The unexpected surprise of 2020 is precisely the resilience of the Italian industrial system, 80% of which are SMEs that have been able to reinvent themselves or partially consolidate their performance. Suffice to say that Italian industry will lose less than its European competitors: the decline in revenues is estimated at around 1.7%, while orders are growing by 1.2%. A drop of 1.5% in exports in October follows five months of growth and a return to February values only in autumn.
Among the most virtuous companies are those in the chemical sector that produce biodegradable plastics. The pandemic and its spread have determined a further leap forward in this type of production and the companies that use them.

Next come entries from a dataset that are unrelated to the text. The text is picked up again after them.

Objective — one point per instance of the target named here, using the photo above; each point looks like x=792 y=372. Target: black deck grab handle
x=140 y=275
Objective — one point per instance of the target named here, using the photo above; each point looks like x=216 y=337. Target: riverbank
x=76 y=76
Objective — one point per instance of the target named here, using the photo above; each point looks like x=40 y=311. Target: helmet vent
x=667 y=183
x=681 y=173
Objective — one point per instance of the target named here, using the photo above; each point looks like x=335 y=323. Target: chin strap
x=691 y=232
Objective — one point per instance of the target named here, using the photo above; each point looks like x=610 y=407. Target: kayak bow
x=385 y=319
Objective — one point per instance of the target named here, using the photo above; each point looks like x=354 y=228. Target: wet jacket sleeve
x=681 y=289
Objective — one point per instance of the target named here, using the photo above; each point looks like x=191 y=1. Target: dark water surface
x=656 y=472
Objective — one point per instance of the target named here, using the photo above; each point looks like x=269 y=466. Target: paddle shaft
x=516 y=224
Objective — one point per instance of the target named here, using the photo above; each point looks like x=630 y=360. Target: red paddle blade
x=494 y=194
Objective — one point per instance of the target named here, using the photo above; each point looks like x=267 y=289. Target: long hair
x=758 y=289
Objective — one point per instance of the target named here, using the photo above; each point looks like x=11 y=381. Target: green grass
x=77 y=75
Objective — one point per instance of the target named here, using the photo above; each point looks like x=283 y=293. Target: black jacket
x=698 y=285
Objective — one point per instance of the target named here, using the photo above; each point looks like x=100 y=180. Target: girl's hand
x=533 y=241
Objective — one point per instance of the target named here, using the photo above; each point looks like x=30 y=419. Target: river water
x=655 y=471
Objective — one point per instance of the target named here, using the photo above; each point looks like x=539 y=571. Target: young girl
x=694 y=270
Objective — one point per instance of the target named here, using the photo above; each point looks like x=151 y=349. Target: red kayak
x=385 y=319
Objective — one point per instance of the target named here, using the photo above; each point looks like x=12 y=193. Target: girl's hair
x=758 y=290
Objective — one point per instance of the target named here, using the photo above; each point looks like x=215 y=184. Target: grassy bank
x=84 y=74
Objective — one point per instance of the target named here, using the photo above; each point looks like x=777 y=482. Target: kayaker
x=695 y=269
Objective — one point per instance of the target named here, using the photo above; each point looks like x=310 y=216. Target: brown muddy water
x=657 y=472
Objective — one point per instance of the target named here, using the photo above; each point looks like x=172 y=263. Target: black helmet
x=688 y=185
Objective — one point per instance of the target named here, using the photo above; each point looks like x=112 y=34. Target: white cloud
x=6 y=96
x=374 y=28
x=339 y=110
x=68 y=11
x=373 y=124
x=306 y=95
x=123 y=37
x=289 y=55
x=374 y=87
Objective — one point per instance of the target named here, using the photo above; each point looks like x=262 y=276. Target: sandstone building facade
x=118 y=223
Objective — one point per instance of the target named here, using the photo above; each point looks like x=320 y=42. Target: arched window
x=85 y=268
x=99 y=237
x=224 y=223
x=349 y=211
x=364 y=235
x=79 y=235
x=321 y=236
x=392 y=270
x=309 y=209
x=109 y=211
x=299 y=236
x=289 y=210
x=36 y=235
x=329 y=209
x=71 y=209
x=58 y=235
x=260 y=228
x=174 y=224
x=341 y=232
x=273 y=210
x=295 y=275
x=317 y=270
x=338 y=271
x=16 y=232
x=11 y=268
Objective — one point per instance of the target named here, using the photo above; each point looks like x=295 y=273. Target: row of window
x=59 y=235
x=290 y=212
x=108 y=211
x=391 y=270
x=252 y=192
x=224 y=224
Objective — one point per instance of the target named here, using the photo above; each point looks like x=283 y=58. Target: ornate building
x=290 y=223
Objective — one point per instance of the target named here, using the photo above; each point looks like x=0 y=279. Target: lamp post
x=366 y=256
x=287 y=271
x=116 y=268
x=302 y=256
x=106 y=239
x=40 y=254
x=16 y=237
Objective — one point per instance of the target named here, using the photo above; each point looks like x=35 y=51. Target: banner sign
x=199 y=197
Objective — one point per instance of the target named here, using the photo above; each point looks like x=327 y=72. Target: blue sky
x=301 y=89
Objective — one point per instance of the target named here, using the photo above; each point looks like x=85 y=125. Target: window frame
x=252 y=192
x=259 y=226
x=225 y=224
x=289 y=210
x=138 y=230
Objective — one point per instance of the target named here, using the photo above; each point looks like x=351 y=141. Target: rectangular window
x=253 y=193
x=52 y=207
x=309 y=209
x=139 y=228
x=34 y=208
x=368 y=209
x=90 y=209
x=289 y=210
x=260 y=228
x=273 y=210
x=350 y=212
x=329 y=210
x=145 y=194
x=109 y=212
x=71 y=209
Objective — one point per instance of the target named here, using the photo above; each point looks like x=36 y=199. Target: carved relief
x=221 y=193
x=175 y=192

By now, entrepreneurs know the importance of the ESG factor (governance, social and government) to attract investors and implement the value of brands.
That is, that value in general of the Italian goods chain that, in the spring with the first terrible wave of the virus, many assumed was compromised. However, this was not the case and Made in Italy held firm. Last century saw the terrible year which marked the explosion of Spanish flu and opened, after the failure of the golden republic of Weimar, the way to Nazism and fascism. In the new millennium, the ghosts of the past re-emerge but the photograph of the social fabric is profoundly different: if the state and industry are able to create jobs, they will secure the stability of the entire system.